Understanding results of number of patent applications

Here you can post your opinions, ask questions and share experiences on the PATSTAT product line. Please always indicate the PATSTAT edition (e.g. 2015 Autumn Edition) and the database (e.g. PATSTAT Online, MySQL, MS SQL Server, ...) you are using.
Post Reply

khanhhienbi
Posts: 13
Joined: Thu Sep 03, 2020 9:49 am

Understanding results of number of patent applications

Post by khanhhienbi » Thu Jun 01, 2023 3:45 pm

Dear PATSTAT community,

I am currently working with the PATSTAT Spring 2023 edition.
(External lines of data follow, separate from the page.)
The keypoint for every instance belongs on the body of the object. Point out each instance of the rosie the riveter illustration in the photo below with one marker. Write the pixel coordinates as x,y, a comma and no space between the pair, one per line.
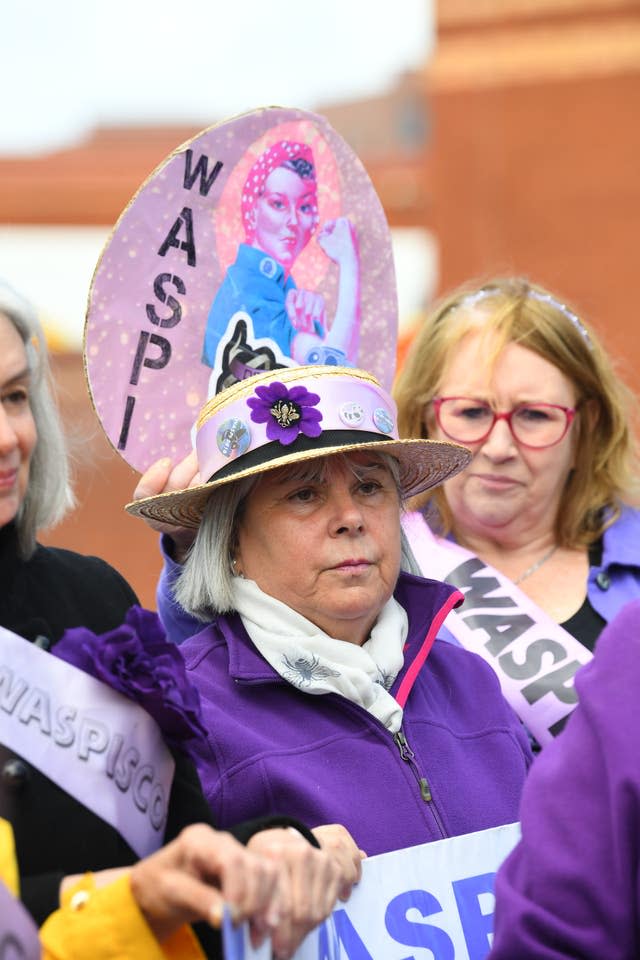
258,299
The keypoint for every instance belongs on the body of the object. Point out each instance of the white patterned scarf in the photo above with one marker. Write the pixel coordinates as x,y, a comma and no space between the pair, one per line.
316,663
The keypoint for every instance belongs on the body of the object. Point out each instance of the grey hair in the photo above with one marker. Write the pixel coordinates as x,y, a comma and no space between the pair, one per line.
49,494
204,587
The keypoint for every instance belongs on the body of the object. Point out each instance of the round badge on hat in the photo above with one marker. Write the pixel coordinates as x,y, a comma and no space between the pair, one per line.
259,244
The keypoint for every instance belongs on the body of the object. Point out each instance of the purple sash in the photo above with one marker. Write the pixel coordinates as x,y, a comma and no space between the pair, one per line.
100,747
18,932
534,658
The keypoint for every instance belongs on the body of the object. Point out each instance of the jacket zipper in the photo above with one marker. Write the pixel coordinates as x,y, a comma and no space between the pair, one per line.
409,757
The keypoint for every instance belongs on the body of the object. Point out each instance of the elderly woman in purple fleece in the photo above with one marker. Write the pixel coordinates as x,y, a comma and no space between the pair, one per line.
325,690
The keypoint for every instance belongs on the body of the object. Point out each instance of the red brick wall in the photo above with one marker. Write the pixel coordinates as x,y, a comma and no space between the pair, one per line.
543,179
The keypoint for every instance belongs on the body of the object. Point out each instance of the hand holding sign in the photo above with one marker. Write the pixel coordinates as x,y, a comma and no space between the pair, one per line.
310,881
193,876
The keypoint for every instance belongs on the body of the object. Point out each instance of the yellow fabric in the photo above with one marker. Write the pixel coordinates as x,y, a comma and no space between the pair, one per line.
8,862
109,926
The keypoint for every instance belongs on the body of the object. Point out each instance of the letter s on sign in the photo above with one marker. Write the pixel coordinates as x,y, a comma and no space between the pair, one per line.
413,934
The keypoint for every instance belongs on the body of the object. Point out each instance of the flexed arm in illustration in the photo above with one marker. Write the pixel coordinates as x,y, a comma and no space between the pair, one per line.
338,240
279,207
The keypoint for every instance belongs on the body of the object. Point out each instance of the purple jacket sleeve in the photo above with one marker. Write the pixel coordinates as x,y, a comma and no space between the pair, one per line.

I would like to get the number of patent applications filed by Netherlands companies in the pharmaceutical field for the period of 12 years, from 2011 to 2022. Here are my codes:

Code: Select all

SELECT psn_name, person_ctry_code, appln_auth,
COUNT(distinct(case when t1.appln_filing_year = 2011 then t1.appln_id end)) as '2011',
COUNT(distinct(case when t1.appln_filing_year = 2012 then t1.appln_id end)) as '2012', 
COUNT(distinct(case when t1.appln_filing_year = 2013 then t1.appln_id end)) as '2013',
COUNT(distinct(case when t1.appln_filing_year = 2014 then t1.appln_id end)) as '2014',
COUNT(distinct(case when t1.appln_filing_year = 2015 then t1.appln_id end)) as '2015',
COUNT(distinct(case when t1.appln_filing_year = 2016 then t1.appln_id end)) as '2016',
COUNT(distinct(case when t1.appln_filing_year = 2017 then t1.appln_id end)) as '2017',
COUNT(distinct(case when t1.appln_filing_year = 2018 then t1.appln_id end)) as '2018',
COUNT(distinct(case when t1.appln_filing_year = 2019 then t1.appln_id end)) as '2019',
COUNT(distinct(case when t1.appln_filing_year = 2019 then t1.appln_id end)) as '2020',
COUNT(distinct(case when t1.appln_filing_year = 2019 then t1.appln_id end)) as '2021',
COUNT(distinct(case when t1.appln_filing_year = 2019 then t1.appln_id end)) as '2022'
FROM   tls201_appln t1 JOIN  tls230_appln_techn_field on t1.appln_id = tls230_appln_techn_field.appln_id
join tls207_pers_appln on t1.appln_id = tls207_pers_appln.appln_id
join tls206_person on tls207_pers_appln.person_id = tls206_person.person_id
WHERE
tls230_appln_techn_field.techn_field_nr = 16--> number used for techn_field = 'Pharmaceutical'
AND t1.appln_filing_year between 2011 and 2022
and applt_seq_nr > 0 and invt_seq_nr = 0
and person_ctry_code = 'NL'
group by psn_name, person_ctry_code, appln_auth
I'm not sure why some companies that have values of 0 for every year in the time period specified are included in the dataset?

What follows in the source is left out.